5.4.3 Monitoring Topics

After the exploration of words and sentiments, we want to further find out how those high frequencey vocabulary are related. To to this, we apply topic modeling(LDA). LDA is an unsupervised generative probabilistic model which, typically given the number of topics, allocates each word in a document to a specific topic. Click here to see an interactive LDA result in which we select 6 topics. There is a detail description on how to read the graph in the page.

From the result, we roughly extract two topics. The first and second topic in the graph overlap. Based on the keywords “tesla”, “world”, “hunger”,and “stock”, we think this is a general topic regarding the spike of Tesla stock and the conversation between Elon Musk and United Nation offical. The third, fourth, and fifth topics are close in distance. We see various crypto-currency keywords like “bitcoin”, “binance”, “eth”, etc.. Those topics are discussions focusing on crypto-currencies. For the sixth topic, even though it is far away from other topics, we still think it talks about crpypto currencies. We see keywords “buy”, “hold”, and “kishu”. Therefore, we capture two topics corresponding to the content of Elon Musk’s tweets.

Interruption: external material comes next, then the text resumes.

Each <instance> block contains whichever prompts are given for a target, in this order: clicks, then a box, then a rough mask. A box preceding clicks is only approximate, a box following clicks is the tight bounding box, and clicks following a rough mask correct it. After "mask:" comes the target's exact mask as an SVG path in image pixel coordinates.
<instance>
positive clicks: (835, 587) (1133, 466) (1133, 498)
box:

The first topic about Tesla and United Nation’s proposal constitute about 53% of all the discussions. The second topic about crypto-currency makes up about 47% all the discussion.

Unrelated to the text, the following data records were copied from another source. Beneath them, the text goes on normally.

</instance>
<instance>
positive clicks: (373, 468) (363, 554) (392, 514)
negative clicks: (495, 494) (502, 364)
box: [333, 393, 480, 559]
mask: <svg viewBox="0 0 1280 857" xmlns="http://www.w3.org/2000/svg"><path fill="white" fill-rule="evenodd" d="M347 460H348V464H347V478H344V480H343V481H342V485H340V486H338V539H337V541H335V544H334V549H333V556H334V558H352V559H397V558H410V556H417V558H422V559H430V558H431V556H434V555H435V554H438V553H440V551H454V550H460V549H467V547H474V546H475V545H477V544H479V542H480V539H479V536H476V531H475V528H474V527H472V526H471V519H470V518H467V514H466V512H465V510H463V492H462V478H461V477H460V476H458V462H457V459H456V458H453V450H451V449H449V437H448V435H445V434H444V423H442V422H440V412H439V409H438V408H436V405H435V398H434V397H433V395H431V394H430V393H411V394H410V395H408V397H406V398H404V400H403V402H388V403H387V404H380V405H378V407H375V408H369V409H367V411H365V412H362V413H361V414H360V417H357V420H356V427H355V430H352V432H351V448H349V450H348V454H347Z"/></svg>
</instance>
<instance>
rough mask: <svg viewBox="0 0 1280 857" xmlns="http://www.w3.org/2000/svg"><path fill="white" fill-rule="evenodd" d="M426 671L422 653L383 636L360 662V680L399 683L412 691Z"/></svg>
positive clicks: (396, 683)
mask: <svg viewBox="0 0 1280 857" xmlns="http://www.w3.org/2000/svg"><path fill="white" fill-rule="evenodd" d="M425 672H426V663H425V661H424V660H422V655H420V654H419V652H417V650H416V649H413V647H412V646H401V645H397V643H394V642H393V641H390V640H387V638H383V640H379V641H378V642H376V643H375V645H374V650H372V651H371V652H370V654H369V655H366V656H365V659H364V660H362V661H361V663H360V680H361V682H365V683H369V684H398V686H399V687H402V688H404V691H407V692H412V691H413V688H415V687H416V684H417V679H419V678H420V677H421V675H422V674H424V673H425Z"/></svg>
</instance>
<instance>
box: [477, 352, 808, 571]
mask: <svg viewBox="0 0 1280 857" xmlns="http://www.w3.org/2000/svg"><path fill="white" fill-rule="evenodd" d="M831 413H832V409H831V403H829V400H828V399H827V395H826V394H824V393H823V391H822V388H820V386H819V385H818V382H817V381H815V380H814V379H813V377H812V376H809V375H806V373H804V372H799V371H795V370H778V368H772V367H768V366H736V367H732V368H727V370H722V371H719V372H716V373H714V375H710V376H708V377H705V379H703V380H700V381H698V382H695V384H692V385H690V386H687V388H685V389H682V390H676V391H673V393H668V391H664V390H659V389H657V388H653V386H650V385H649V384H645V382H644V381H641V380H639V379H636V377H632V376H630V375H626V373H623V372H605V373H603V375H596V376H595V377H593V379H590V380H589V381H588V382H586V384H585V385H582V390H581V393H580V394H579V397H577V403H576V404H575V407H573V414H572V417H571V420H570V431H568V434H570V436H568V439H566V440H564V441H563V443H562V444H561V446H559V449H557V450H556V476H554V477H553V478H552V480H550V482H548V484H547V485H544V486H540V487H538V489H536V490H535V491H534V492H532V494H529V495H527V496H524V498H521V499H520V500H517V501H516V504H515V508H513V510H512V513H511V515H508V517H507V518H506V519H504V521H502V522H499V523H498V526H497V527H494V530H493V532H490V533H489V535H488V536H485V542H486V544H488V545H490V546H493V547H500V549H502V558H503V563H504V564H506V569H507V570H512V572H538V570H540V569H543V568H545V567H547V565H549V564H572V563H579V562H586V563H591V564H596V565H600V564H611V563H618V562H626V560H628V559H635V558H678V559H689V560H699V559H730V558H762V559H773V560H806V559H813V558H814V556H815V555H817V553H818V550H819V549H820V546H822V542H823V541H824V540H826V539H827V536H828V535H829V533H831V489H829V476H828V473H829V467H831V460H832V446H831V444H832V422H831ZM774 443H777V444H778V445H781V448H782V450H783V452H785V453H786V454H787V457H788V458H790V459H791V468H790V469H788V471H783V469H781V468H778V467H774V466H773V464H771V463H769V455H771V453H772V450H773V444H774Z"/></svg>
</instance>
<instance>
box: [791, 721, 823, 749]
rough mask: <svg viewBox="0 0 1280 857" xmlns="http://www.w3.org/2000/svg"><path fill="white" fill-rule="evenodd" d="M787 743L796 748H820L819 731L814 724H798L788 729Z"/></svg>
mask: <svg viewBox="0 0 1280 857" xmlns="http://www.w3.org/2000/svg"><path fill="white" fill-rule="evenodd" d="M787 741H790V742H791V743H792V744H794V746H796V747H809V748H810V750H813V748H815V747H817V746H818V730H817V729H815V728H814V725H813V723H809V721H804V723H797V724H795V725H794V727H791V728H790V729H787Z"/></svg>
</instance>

Identifying these two topics, we filtered out tweets using keywords belonging to the categories. The sentiment comparision between the two topics is shown below. As “Crypto” is straightforward, “Elon Musk” refers to the combined topic of Tesla stock and the hunger crisis event.

From the graph we can see that sentiment on “Crypto” is exceedingly more positive than topic “Elon Musk”. Topic “Elon Musk” has about 24% of negative sentiments while “Crypto” has only about 10%. We conclude that people are more favoring Elon Musk’s role in the crypto currency field.